Con le sue riflessioni Heller approda poi all’idea di identità emersa dopo la Grande Guerra.

“All’inizio in Europa l’identità era legata all’appartenenza a una casata, ha quindi assunto una dimensione religiosa e poi, con il XIX secolo, ha connotato l’appartenenza o meno a una classe. Solo con la Prima guerra mondiale è diventata un’identità etnica, a prescindere da religione, gruppo di appartenenza o altro. La divisione tra italiani, inglesi, tedeschi, francesi e così via ha diviso anziché unire le popolazioni. L’identità culturale e le tradizioni di un paese sono importanti ma quando ci si identifica solo con uno stato può diventare un’identità pericolosa, uno strumento di manipolazione politica”.
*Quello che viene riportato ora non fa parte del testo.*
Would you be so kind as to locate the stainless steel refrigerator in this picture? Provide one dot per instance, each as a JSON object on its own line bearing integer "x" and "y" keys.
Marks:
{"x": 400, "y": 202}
L’importante è riuscire a sviluppare un pensiero critico rispetto a questi argomenti: “È necessario prendere coscienza, distanziarsi dalla percezione di identità soggettiva e comprendere come gli altri ci percepiscono e che la coscienza appartiene al genere umano. Bisogna prendere coscienza che il genere umano è sopra tutti noi e vi apparteniamo. A ciò si accompagna il bisogno di ciascuno di avere ‘una casa’, di appartenere a un gruppo. Qualche posto in questo mondo deve essere quello in cui ci sentiamo a casa, e questo tipo di coscienza è diverso dall’appartenere tutti allo stesso gruppo di esseri umani.

Oggi i diritti umani e di cittadinanza non coincidono, questo è il problema: ci si deve impegnare a cercare un compromesso per rispettare entrambi i diritti”, conclude la filosofa.